I'm really pleased with how the quote over the bed turned out. It could probably use one more coat of paint, but I'm honestly tired of painting, and I don't think Sprout will notice.
That little storage bench was a great find. Mom found it online at Target. Sprout's Uncle Patrick had given us a gift card, so we used it to purchase the bench. Sprout says thank you, Uncle Patrick! It's already full. The child has a full library already, and I'm not sure where we'll put more books that he or she gets. The two drawers are full of toys! This kiddo is spoiled rotten already.
We built our house knowing that we planned to grow our family soon. As we were working with the architect on the plans, one of the things I insisted on was having an extra bedroom on the first floor for a nursery. On the plans, I think the architect listed it as a dining room, but to me, it was always the nursery. I love French doors, and thought these would be so cute for a nursery, and then later on to close off the room if we decided to use it as an office or something like that. What I didn't know was how stinkin' expensive curtains are for these stupid things. We spent an arm and a leg on these curtains, and they're nothing special. If I knew then what I knew now, I probably wouldn't have chosen French doors...but let's just focus on how pretty they are, okay?
We think we're as ready for Sprout as we're ever going to be. The room is done. I moved the Pack 'N Play into our bedroom the other night (mostly to get it out of the living room so I could steam clean the floors). I've washed Sprout's bedding and clothes (except for his or her going home outfit...because I have one girl outfit and two boy outfits). My hematologist said that my platelet count is 124,000! I have a low platelet count all the time, but he wanted to be sure that it was above 100,000 so that I can get an epidural if needed. I'm hoping to not get an epidural, but I want to have the option in case they tell me I have to have a c-section...with an epidural I can be awake for the birth, not out cold. We've got pretty much everything packed:
This is some of the stuff that we're taking to the hospital. The car seat, the breastfeeding pillow, the birth ball, the diaper bag, our bag, and the comfort measures bag. See the list pinned to the side of the bag? That's still stuff we need to gather to take with us.
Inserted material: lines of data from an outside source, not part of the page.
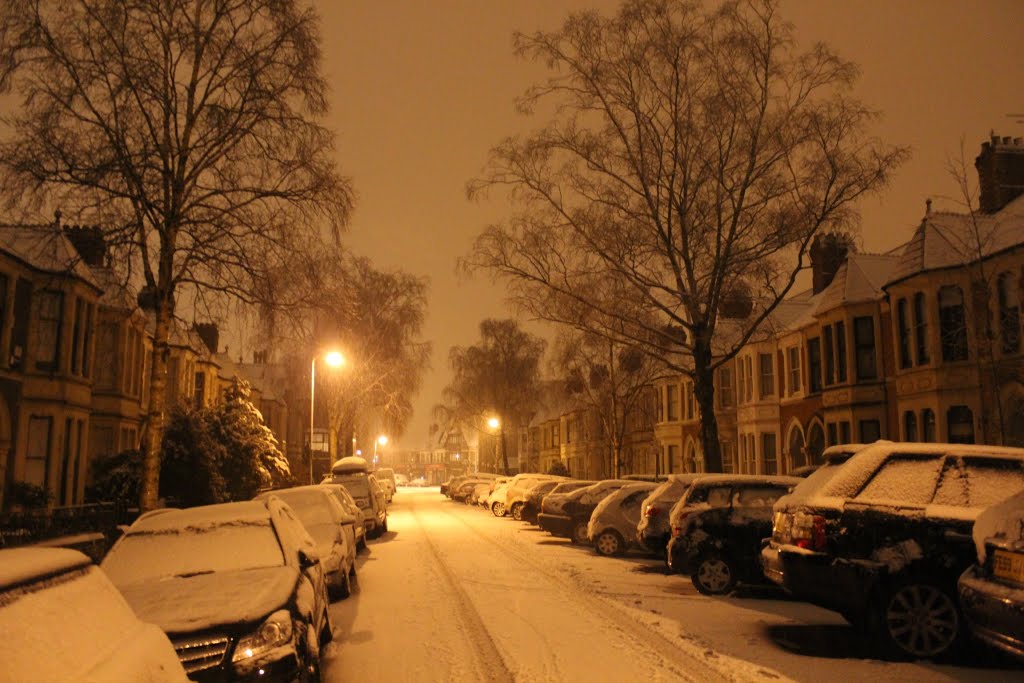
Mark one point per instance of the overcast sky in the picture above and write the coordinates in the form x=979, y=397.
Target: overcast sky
x=423, y=88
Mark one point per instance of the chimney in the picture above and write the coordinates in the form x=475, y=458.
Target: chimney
x=828, y=252
x=1000, y=172
x=88, y=241
x=209, y=333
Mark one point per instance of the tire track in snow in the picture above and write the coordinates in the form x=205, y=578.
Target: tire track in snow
x=489, y=660
x=686, y=665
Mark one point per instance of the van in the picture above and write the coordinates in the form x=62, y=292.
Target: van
x=353, y=473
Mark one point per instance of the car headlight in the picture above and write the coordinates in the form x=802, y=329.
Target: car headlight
x=274, y=632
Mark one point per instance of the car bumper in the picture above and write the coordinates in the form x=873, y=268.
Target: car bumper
x=555, y=524
x=991, y=610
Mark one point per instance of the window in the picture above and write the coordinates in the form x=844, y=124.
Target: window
x=814, y=364
x=841, y=351
x=952, y=324
x=768, y=453
x=961, y=424
x=48, y=330
x=903, y=329
x=863, y=339
x=1010, y=312
x=829, y=351
x=928, y=426
x=909, y=426
x=767, y=371
x=37, y=455
x=672, y=402
x=794, y=353
x=870, y=431
x=725, y=387
x=921, y=329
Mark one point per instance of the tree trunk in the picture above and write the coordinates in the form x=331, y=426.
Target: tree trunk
x=150, y=491
x=704, y=390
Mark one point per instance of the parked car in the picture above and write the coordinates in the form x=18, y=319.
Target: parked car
x=238, y=587
x=573, y=516
x=718, y=525
x=887, y=534
x=519, y=488
x=352, y=472
x=558, y=487
x=612, y=524
x=653, y=529
x=332, y=529
x=991, y=592
x=351, y=507
x=62, y=620
x=385, y=476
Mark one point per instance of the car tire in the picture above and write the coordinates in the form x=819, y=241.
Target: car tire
x=579, y=534
x=715, y=574
x=919, y=617
x=609, y=543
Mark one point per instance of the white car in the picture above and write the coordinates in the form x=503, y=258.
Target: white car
x=613, y=522
x=62, y=620
x=331, y=528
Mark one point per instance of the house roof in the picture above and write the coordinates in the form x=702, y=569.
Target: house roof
x=947, y=240
x=46, y=248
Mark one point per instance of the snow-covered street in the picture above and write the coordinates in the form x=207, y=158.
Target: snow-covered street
x=452, y=593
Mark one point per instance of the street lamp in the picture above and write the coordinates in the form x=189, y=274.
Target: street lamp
x=334, y=359
x=382, y=439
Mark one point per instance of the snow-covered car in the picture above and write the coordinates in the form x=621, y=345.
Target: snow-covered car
x=349, y=505
x=612, y=524
x=991, y=592
x=385, y=476
x=237, y=587
x=519, y=488
x=718, y=526
x=62, y=620
x=331, y=528
x=653, y=529
x=888, y=532
x=570, y=518
x=352, y=472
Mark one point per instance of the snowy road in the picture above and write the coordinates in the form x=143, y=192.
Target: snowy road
x=452, y=593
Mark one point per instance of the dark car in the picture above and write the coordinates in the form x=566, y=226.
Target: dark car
x=718, y=525
x=237, y=587
x=572, y=516
x=883, y=538
x=991, y=592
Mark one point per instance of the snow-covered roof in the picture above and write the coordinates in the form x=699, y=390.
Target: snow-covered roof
x=950, y=240
x=46, y=248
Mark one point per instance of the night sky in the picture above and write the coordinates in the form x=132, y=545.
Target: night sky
x=422, y=90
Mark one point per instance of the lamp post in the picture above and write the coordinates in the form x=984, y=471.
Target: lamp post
x=382, y=439
x=335, y=359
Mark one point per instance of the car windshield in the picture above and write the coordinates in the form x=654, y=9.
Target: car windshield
x=195, y=550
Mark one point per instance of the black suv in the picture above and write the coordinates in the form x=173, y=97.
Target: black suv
x=718, y=525
x=883, y=538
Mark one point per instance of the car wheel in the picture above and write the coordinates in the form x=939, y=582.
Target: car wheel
x=609, y=543
x=919, y=617
x=714, y=575
x=580, y=532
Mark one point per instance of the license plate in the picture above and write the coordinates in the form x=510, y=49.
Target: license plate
x=1009, y=565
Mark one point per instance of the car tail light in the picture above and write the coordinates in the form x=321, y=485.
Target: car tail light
x=808, y=530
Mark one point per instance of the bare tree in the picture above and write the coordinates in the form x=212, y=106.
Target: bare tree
x=189, y=129
x=610, y=379
x=691, y=158
x=497, y=377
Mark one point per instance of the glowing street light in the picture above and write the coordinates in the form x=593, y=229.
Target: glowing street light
x=334, y=359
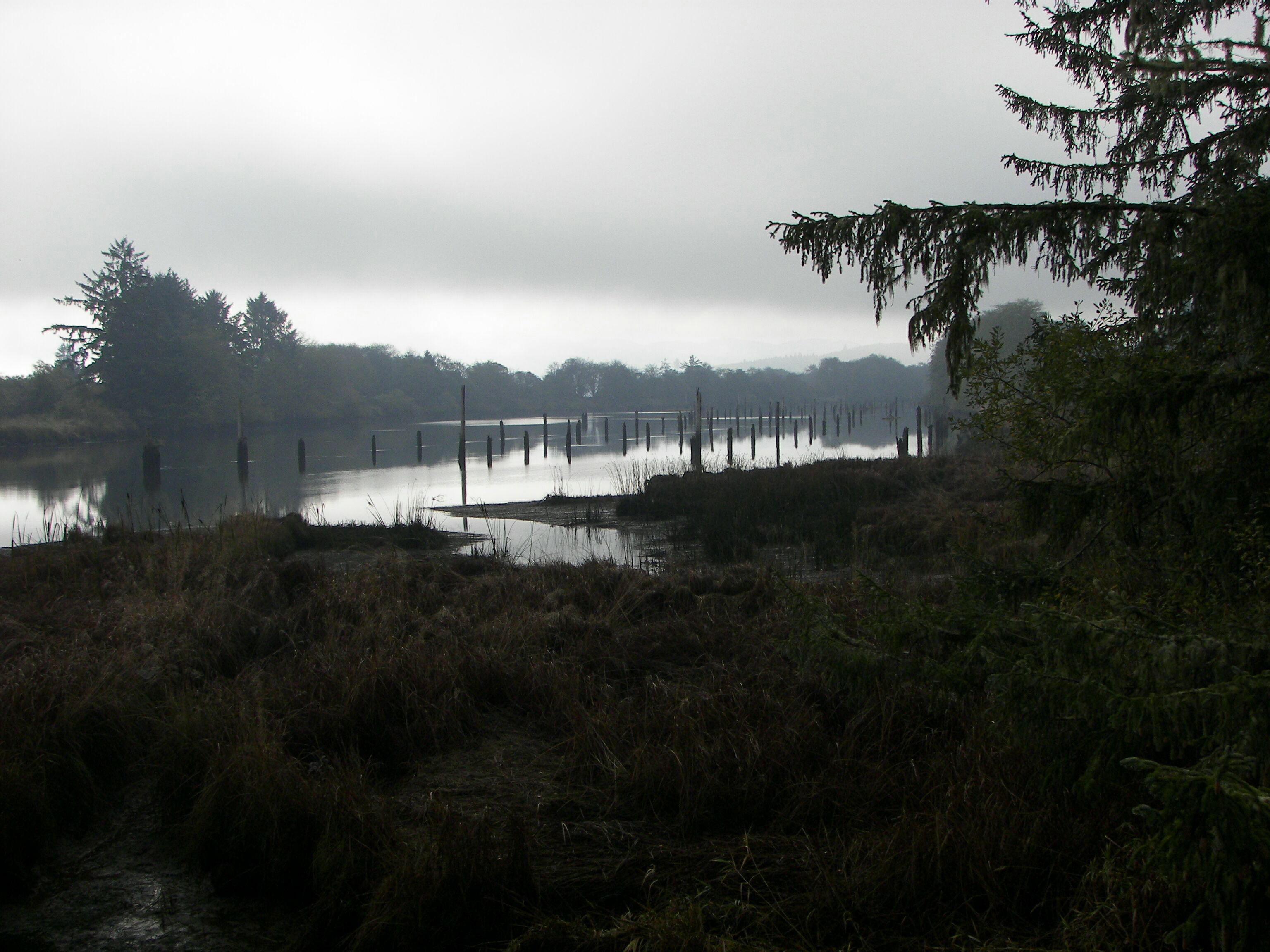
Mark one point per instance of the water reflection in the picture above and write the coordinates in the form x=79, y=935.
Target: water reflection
x=366, y=474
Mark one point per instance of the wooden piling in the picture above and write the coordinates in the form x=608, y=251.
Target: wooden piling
x=463, y=428
x=696, y=441
x=242, y=446
x=775, y=426
x=150, y=468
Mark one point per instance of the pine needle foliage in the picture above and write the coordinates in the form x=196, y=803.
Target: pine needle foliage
x=1180, y=119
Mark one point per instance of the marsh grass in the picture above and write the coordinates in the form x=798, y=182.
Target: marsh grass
x=883, y=516
x=709, y=758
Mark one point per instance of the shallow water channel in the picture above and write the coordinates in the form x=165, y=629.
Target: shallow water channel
x=413, y=469
x=121, y=885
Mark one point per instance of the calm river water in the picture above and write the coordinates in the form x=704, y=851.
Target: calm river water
x=45, y=492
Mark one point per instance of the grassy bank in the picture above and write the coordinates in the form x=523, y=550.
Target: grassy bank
x=461, y=752
x=892, y=517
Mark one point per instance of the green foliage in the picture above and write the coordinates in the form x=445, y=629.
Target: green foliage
x=158, y=355
x=1179, y=111
x=1212, y=833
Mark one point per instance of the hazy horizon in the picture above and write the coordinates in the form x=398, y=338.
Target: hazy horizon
x=511, y=183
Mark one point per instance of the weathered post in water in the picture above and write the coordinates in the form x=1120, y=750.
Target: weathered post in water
x=775, y=427
x=242, y=446
x=696, y=441
x=150, y=466
x=463, y=431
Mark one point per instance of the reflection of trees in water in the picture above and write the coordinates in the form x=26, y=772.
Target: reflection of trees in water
x=198, y=476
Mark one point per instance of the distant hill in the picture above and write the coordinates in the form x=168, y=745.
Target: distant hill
x=797, y=364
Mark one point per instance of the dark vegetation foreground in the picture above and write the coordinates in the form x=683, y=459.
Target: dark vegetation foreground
x=459, y=752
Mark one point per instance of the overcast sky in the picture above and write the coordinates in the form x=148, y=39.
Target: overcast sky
x=518, y=182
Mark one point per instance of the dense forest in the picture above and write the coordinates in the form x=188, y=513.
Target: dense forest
x=158, y=355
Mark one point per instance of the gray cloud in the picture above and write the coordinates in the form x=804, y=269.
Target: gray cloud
x=627, y=150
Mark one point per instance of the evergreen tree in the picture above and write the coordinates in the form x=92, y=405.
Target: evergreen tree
x=102, y=291
x=1182, y=112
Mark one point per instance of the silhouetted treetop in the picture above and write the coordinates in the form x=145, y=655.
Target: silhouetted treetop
x=1182, y=112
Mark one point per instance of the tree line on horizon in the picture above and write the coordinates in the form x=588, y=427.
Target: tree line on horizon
x=155, y=355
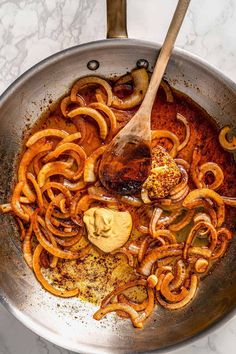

I was just telling David the other night that I really can't believe that I have a full-sized baby in my belly. A lot of times, I can feel which parts of Sprout I'm feeling. His (or her) little bottom is right below my chest, and when he or she moves from side to side, I can feel it from the outside. And when he or she stretches his/her legs out (most often toward the right), I can feel what I think is a leg or a heel or a foot. It's just absolutely amazing. I've said to a number of people that I just don't see how anyone who has ever been pregnant or who has felt a baby move (from the outside) could deny the existence of God. When you really understand all of the millions of things that have to happen with perfect timing in order for a baby to be conceived and carried to term, you understand how much of a miracle babies really are. As Erma Bombeck once wrote, "I'd...realized that the wonder growing inside of me was my only chance in life to assist God in a miracle."